Die Geschichte des Orgelbaus in Möttau
   

Originalzeichnung von Daniel Raßmann
gezeichnet zu Burgdorf Canton Bern in der Schweiz im Oktober 1813


Firmengründer
Daniel Raßmann (1790 – 1864), Sohn einer Pfarrersfamilie aus Aßlar erlernte das Orgelbauerhandwerk bei Christian Weil in Neuwied.  Nach seiner Lehrzeit arbeitete Raßmann bei einem der Orgelbauer Bürgy in Gießen oder Burgholzhausen. Die anschließende Wanderschaft führte ihn 1813 nachweislich in die Schweiz zu dem Orgelbauer Caesar (Burgdorf im Kanton Bern) und wahrscheinlich bis Pommern. Nach einiger Zeit bei Christian Ernst Schöler in Bad Ems gründete er 1820 eine eigene Werkstatt, zunächst in Weilmünster. Die verkehrsgünstige Kreuzung zweier Fernstraßen am Einhaus bewog ihn wohl, das freigewordene und zum Verkauf stehende Forsthaus im Dörfchen Möttau zu erwerben. Nach größeren Umbauarbeiten an dem alten Forsthaus, das heute noch ein Teil des Betriebes ist, zog er 1824  in seine neuen Räumlichkeiten um.
Daniel Raßmann war um die Mitte des 19. Jahrhunderts neben Friedrich Voigt in Igstadt bei Wiesbaden einer der beiden prägenden Orgelbauer im Land Nassau.

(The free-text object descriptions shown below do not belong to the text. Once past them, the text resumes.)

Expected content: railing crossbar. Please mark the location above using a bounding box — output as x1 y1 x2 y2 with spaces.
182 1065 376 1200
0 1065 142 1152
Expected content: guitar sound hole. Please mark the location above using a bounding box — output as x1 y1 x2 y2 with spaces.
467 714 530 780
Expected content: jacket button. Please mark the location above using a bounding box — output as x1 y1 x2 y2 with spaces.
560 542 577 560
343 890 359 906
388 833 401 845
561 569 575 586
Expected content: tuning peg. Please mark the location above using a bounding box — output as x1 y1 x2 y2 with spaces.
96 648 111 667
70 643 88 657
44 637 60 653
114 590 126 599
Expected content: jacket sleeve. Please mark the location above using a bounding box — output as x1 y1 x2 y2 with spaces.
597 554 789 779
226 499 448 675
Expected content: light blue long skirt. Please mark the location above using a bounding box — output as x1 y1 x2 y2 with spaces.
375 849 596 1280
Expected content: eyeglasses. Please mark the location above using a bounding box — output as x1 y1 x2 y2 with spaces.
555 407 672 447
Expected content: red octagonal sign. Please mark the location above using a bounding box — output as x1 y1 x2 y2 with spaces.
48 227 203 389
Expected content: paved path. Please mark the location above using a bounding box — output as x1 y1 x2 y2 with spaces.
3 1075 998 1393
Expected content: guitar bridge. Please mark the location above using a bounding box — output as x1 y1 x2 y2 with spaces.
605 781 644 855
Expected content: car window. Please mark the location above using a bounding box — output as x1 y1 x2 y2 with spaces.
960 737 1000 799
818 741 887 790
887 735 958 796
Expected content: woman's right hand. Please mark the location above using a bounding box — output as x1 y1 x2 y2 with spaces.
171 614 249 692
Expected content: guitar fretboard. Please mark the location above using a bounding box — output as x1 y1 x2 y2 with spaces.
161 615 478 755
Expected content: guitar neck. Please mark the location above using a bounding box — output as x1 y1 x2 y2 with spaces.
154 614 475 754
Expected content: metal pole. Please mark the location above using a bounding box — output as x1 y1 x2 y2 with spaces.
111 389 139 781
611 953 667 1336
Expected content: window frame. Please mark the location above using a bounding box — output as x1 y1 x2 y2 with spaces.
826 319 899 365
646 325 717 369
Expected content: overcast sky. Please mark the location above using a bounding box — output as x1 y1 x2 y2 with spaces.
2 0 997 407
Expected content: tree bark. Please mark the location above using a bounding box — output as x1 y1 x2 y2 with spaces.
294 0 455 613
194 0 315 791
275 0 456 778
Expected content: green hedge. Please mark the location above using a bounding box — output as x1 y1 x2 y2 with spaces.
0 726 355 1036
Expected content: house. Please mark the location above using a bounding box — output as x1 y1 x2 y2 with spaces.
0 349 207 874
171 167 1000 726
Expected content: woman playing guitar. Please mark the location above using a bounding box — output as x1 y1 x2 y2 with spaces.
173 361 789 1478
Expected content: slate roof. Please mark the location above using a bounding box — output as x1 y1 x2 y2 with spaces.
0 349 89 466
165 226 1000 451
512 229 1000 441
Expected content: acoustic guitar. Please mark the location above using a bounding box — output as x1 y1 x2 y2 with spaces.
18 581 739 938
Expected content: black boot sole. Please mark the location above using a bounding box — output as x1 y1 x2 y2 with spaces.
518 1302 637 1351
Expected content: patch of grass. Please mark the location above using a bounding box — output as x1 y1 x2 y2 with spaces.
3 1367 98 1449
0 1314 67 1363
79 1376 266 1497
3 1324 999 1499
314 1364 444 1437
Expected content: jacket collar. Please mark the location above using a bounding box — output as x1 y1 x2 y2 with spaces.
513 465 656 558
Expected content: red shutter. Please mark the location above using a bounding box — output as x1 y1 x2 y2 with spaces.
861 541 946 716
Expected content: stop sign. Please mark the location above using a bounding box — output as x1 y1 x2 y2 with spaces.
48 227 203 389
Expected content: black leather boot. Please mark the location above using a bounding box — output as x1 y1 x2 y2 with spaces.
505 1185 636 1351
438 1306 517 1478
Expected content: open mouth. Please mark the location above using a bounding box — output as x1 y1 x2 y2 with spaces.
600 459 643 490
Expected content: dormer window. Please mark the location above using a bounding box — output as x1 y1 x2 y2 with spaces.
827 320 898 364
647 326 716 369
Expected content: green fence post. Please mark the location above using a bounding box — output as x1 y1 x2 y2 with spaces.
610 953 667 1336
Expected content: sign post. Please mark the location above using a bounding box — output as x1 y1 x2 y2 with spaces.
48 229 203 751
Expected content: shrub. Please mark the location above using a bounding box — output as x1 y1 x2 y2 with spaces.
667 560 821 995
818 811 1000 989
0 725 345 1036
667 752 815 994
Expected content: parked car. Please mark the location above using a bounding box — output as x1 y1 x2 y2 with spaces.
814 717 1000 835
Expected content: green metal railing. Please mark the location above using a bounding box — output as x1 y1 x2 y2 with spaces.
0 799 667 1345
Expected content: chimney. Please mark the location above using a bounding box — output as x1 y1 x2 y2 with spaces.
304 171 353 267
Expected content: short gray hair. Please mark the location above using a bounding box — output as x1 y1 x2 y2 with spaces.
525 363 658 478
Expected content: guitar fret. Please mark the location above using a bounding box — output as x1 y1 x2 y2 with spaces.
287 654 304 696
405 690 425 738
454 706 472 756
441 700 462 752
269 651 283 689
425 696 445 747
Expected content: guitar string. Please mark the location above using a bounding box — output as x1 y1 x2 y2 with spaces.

Von kleinsten Instrumenten (Neesbach 1825, einmanualig mit 7 1/2 Registern) bis hin zu repräsentativen Werken (Steinfischbach 1843, zweimanualig mit 23 Registern) erfüllte er alle Anforderungen an den ländlichen Orgelbau.
Als einer der Söhne Raßmanns übernimmt Gustav Raßmann (1833-1906) 1860 die Werkstatt. Er scheint Kontakte ins „Ausland“ gepflegt zu haben, mindestens zum Orgelbauer Holländer in Feuchtwangen und passt sich so nach 1880 den modernen Entwicklungen durch den Übergang zur mechanischen Kegellade an. Ab diesem Zeitpunkt werden auch zunehmend Orgelteile von anderen Firmen bezogen. Einmanualige Instrumente um 10 Register (Klangfarben) sind die Regel; vereinzelt sind Werke bis 23 Registern entstanden. Gelegentlich tritt als zweites Manual eine Physharmonika (Zungenregister ähnlich wie bei einem Harmonium) auf. Ein solches Register ist heute nur noch sehr selten erhalten, wie zum Beispiel in Brandoberndorf und Kröftel.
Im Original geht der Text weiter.